Declaration of Guardianship
The Declaration of Guardianship is a document designed to help head off the conflicts over guardianship. Guardianship refers to the area of law that covers those who are taking care of others who are unable to care for themselves. An individual who has been deemed by the Court as an incapacitated person is called a Ward. A guardian is someone who is appointed by the Court to be legally responsible for caring for a Ward.
When an adult is determined to be incapacitated, whether as a result of dementia, Alzheimer’s, brain injury or some other means, they have been deemed to be unable to make any decisions or choices regarding their care and finances. When such a determination is made the Court will name a guardian to undertake the Ward’s care.
Before an individual can be deemed incapacitated the Court has to determine to its satisfaction that the individual is in fact incapable of taking care of themselves. This evaluation involves medical assessments which can be determined by a licensed medical physician or psychiatrist, but the exam must have occurred within the last four months. If the Ward’s incapacity is questioned in a case, a court-appointed medical physician may be brought into the case to make a separate assessment to corroborate or challenge the initial assessment. In addition to the medical exam, the applicant must show that they have looked into supports and services for the proposed Ward and that those available are not enough without the court granting a guardianship.
There are two types of guardianships: temporary and permanent. A temporary guardianship is used to protect a proposed Ward from exploitation, abuse or some other situation needing immediate attention. A permanent guardianship is initiated when there are ongoing concerns about the ability for the proposed Ward to care for themselves.
In a guardianship hearing, the proposed Ward will be assigned a State Bar of Texas certified attorney ad litem, who will represent his or her legal concerns. The purpose of the attorney ad litem is to advocate for the best interest of the proposed Ward.
A prospective guardian, called the Applicant, should have a lawyer to help through the process—especially if there is more than on Applicant seeking to become the guardian. While the appointed guardian will usually oversee both the personal care and the estate, the Court may choose to have those dual functions split between two people, with one overseeing the estate and the other overseeing the health and welfare of the Ward.

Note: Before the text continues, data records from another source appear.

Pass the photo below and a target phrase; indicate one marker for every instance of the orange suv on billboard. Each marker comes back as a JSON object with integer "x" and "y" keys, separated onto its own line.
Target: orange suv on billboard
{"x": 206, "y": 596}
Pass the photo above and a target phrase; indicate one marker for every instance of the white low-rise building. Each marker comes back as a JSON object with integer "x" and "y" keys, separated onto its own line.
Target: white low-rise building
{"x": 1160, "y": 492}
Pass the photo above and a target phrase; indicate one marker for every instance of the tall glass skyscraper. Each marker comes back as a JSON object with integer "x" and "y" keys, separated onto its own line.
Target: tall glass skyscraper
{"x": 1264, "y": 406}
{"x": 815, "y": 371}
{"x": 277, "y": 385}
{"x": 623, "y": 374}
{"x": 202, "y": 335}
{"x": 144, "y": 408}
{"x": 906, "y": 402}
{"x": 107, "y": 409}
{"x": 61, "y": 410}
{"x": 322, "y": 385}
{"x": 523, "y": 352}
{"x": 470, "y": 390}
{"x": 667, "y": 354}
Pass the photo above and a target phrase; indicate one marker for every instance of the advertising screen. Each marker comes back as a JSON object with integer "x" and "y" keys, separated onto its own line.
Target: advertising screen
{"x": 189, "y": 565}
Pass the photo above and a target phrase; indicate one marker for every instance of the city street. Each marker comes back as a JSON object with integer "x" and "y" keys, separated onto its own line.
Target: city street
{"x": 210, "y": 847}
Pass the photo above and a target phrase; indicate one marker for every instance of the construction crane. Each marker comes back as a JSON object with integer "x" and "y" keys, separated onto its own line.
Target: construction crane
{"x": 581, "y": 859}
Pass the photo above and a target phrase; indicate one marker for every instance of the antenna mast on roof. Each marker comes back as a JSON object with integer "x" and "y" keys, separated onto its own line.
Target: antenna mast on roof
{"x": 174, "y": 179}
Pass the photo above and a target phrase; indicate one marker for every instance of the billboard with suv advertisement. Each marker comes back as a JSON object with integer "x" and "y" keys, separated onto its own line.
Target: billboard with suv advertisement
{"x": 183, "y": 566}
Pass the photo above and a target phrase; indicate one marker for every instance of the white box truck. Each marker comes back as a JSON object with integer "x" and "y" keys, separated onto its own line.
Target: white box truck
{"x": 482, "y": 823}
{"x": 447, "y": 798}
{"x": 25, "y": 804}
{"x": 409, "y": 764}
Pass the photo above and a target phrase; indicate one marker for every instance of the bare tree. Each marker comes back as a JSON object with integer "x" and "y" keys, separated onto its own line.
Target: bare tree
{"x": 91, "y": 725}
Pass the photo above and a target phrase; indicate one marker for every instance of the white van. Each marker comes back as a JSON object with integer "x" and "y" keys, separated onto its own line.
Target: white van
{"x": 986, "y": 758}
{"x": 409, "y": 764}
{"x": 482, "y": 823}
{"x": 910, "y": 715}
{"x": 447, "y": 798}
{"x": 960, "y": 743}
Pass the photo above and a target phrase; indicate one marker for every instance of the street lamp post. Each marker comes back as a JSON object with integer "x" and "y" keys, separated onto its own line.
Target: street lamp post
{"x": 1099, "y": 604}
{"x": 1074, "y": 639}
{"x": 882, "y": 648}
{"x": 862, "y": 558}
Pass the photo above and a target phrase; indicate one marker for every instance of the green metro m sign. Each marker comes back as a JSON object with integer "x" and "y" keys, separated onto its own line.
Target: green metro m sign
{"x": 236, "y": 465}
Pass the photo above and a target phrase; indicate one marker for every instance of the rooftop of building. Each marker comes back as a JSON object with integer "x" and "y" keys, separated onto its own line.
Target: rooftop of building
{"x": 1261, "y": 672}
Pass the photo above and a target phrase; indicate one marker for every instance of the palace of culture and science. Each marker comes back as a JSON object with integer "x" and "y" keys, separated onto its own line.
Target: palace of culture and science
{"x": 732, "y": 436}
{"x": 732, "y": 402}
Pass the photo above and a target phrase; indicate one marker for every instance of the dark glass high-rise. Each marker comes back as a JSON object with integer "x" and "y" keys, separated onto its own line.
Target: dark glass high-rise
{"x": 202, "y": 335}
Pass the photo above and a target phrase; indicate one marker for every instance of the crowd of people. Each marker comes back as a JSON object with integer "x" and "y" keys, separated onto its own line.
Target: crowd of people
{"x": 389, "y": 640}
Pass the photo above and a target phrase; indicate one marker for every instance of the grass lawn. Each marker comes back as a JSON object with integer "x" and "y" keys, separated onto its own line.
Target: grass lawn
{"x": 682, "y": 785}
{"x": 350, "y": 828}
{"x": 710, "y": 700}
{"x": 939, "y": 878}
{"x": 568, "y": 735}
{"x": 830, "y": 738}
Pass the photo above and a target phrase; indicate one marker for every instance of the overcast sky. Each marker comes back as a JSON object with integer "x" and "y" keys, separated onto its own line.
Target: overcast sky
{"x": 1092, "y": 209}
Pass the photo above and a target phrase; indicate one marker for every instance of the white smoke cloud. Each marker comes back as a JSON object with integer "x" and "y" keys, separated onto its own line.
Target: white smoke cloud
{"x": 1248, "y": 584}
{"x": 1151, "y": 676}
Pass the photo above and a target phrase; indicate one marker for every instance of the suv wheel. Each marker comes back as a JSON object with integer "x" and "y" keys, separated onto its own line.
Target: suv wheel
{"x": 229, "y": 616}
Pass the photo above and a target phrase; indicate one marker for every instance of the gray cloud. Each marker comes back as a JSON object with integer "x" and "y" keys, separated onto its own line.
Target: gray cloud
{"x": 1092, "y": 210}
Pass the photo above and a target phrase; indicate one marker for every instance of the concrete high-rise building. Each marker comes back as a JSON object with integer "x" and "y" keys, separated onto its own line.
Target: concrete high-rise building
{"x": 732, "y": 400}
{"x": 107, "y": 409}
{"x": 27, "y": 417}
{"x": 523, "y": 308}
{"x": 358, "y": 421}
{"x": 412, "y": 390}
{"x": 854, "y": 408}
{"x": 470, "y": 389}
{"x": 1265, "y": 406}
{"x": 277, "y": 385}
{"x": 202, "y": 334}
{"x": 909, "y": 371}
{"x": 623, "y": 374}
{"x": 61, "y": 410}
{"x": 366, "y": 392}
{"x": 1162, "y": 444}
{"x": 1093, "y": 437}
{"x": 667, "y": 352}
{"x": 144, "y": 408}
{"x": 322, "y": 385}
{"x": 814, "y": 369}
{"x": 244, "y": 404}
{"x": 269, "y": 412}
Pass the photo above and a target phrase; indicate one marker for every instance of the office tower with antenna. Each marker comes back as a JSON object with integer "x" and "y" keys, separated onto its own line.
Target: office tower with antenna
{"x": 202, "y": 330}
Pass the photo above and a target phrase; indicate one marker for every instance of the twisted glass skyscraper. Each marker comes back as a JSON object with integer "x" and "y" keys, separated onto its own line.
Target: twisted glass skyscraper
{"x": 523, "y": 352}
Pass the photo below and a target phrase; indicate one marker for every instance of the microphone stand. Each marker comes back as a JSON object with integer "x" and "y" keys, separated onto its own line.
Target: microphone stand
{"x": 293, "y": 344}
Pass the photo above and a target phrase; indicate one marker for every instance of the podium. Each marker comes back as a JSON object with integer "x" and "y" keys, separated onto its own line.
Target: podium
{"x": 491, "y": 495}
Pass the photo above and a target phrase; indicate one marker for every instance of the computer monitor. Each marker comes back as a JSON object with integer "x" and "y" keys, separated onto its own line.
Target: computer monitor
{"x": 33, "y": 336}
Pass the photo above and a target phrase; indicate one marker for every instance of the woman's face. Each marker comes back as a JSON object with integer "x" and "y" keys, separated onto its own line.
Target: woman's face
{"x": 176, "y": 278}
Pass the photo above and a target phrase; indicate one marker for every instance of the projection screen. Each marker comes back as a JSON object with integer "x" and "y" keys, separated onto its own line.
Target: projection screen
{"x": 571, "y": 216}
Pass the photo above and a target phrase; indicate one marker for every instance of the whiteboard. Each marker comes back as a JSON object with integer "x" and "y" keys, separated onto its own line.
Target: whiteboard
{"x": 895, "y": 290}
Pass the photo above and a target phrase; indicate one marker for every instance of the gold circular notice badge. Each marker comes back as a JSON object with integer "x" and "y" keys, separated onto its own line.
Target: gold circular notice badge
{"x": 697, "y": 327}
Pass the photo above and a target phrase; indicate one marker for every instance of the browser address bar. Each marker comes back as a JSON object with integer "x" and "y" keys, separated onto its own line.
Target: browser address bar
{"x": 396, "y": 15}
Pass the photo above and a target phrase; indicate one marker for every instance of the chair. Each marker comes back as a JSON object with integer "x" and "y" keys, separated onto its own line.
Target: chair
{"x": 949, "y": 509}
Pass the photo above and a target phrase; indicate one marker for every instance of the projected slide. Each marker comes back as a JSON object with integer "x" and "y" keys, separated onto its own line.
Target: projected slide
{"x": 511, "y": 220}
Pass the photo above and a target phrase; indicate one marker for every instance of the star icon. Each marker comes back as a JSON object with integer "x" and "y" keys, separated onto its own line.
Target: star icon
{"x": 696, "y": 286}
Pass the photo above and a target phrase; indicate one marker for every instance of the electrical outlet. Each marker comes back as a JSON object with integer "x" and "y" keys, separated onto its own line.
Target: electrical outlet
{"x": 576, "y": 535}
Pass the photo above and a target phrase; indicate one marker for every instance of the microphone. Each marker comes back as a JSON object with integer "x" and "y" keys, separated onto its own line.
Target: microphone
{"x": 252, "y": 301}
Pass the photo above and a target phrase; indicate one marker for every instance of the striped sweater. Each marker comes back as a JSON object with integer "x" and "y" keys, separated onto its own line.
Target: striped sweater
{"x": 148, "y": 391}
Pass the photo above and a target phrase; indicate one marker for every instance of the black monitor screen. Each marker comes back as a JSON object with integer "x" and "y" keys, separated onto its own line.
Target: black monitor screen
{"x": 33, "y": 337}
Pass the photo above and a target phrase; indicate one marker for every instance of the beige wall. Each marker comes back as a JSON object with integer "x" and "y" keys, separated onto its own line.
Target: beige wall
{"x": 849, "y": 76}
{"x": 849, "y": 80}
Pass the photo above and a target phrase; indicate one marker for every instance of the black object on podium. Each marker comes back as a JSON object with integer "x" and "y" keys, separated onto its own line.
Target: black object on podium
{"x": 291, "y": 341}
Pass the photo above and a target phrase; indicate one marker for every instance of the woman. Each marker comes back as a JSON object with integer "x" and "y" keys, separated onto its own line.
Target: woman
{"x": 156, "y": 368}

A Declaration of Guardianship helps to resolve potential conflict regarding who should care for you should you become incapacitated. In filing this document, you designate the person whom you wish to serve as your guardian should you become incapacitated and you either do not have the powers of attorney already assigned and/or because someone has obtained an improper power of attorney. Prior to incapacitation, you may designate in a declaration who you wish to make decisions on your behalf regarding your person or estate. The declaration will be presented to the Judge as an exhibit during the guardianship hearing. In addition to stating you want to be assigned as guardian, you may also indicate persons who shall be prohibited from obtaining such power over you in the event of incapacitation.